Si usted le menciona la genética para establecer que hay dos géneros (masculino y femenino desde lo biológico) o les trata de explicar que un hombre que pide una ambulancia para que atiendan a una muñeca de trapo necesita con urgencia apoyo psiquiátrico, viene el llanto desgarrador de estos grupos minoritarios (con músculo político y financiero) y la exigencia de llevar a la “hoguera” al hereje que los enfrenta con la lógica y el sentido común.
Quieren destruir la literatura que no usa el bárbaro recurso del lenguaje inclusivo; cancelan obras maestras cinematográficas porque hieren sus quebradizas sensibilidades, atacan canciones que forman parte del patrimonio musical popular tildándolas de machistas u homofóbicas, odian con saña a las mujeres que desean seguir siendo femeninas o a los hombres que no renuncian a su masculinidad; censuran todo en nombre de la “libertad”, se vuelven dictadorzuelos desde sus podios donde unos medios de comunicación parcializados y pusilánimes escuchan sus argumentos sofistas y terminan imponiendo agendas que, al final, promueven cosas como llevar travestis a jardines de infantes o mutilar físicamente a menores porque, según sus padres o tutores, el niño que nació con genitales masculinos se siente niña.

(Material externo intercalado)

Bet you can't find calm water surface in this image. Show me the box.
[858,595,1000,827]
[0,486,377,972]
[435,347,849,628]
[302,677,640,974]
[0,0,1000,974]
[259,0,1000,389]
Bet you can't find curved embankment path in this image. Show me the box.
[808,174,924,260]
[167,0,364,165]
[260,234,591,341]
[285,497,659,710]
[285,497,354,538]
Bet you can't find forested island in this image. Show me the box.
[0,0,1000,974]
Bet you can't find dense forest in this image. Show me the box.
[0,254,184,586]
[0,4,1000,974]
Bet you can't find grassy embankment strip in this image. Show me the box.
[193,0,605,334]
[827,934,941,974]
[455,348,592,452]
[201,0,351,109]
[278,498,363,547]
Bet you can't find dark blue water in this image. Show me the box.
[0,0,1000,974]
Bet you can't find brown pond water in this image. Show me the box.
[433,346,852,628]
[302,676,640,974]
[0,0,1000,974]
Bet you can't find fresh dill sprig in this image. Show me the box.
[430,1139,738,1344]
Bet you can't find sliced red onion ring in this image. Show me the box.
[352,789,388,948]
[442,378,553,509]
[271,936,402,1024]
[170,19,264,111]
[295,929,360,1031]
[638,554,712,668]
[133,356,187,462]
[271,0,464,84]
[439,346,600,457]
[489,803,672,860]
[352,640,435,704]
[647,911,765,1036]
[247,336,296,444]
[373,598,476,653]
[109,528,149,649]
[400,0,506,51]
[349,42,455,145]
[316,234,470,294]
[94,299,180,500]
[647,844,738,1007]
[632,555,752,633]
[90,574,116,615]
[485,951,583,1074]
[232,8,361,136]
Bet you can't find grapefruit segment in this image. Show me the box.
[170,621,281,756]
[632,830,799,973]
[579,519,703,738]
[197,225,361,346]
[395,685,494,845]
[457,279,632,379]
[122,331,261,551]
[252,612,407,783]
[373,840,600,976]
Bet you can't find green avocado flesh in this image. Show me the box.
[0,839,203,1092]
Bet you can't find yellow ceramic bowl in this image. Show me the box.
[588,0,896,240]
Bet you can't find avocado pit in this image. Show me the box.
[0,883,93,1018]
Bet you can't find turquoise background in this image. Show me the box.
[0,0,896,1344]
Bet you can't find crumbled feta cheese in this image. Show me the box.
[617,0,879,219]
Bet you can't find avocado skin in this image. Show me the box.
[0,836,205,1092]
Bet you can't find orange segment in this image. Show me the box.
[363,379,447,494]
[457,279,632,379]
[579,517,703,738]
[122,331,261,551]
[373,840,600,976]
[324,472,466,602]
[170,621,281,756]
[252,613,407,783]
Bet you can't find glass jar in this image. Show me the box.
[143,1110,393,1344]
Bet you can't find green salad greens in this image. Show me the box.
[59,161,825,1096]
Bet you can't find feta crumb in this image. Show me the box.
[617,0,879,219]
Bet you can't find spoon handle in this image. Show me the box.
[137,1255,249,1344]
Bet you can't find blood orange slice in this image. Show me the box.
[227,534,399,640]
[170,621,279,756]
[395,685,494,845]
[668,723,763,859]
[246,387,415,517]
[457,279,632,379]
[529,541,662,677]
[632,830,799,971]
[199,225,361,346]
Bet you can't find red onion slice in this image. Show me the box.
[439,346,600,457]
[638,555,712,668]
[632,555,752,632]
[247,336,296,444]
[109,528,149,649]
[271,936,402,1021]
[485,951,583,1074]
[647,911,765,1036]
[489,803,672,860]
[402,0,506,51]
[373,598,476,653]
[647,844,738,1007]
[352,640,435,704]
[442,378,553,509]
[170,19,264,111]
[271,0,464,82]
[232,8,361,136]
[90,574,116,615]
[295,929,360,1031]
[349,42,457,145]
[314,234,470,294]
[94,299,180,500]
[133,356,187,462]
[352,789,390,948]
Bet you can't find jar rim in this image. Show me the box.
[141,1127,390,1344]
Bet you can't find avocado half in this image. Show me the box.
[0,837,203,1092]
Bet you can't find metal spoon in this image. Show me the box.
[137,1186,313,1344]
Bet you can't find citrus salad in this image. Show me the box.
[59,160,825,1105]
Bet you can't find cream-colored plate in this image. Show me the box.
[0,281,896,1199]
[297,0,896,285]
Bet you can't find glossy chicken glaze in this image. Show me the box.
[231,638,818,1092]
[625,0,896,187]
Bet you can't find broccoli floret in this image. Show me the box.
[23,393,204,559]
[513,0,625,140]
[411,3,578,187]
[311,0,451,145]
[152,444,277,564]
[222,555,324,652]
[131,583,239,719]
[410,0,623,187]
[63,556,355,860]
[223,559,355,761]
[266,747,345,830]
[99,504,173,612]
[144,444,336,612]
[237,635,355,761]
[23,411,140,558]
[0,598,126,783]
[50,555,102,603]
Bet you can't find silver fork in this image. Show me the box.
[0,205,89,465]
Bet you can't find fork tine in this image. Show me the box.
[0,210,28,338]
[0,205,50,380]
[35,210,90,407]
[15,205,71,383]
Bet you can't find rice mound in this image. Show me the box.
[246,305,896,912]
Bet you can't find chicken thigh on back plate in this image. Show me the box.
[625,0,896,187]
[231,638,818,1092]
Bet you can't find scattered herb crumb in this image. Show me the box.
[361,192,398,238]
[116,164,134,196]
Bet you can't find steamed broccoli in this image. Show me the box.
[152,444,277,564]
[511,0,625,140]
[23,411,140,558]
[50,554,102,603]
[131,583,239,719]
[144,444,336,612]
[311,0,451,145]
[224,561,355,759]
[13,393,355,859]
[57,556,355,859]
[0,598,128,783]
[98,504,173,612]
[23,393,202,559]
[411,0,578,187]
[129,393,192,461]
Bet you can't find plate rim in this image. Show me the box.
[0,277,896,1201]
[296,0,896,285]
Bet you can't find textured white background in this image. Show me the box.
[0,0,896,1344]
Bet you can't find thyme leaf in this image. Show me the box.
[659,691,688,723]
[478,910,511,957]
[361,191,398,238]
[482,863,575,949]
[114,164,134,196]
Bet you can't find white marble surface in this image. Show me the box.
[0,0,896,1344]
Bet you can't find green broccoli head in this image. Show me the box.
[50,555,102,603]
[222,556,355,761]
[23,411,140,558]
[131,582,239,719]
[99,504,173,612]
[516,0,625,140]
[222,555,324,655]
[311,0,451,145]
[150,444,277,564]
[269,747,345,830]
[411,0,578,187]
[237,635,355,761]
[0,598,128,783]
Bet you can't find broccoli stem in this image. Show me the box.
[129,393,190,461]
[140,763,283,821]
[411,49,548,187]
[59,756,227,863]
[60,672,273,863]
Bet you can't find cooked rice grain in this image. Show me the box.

Es una situación paradójica pues al defender, según ellos, las libertades se convierten en asesinos de la misma.
Al final no entienden que no odiamos a nadie, que a mí y a muchos nos importa poco su intimidad y como ejercen su derecho a la satisfacción sexual; que nos parece que un caso de un individuo que tiene un fetiche con muñecos es algo que no debe obligar a un servicio de atención médica a, posiblemente, dejar de atender una verdadera emergencia, para ir a tomarle la tensión a un fantoche de trapo; que nos parece que un hombre siempre tendrá una carga cromosómica XY y una mujer XX porque la ciencia lo ha establecido (sin injerencia ideológica o mala fe) y que si, ese hombre o esa mujer se desean vestir con un vestuario que lo satisface, pues que lo haga, pero que no imponga esa “moda” a los hijos e hijas de otros por ley.
Déjennos ver películas que nos muestren realidades pasadas para poder explicarles a los más jóvenes lo negativo de ciertas realidades históricas, como, por ejemplo “Lo que el viento se llevó” que ayuda a entender lo trágico de la guerra y lo absurdo del racismo. No arruinen obras hermosas como “El Principito” con su neo lengua que llaman “lenguaje inclusivo”. No destruyan la inocencia infantil con su hipersexualismo que hasta ha contaminado el cine con películas como “Un Mundo Extraño” o “Buzz Ligthyear” donde meten homosexualismo, lesbianismo o cualquier elemento de su agenda olvidando que a veces el grupo familiar solo desea ver una aventura que promueva la amistad, el trabajo en equipo y los valores universales.
Y, al final, por ahí llegaran los insultos, diciendo que somos intolerantes, machistas, violadores y, cualquier expresión de un odio velado que ellos, por supuesto, si sienten.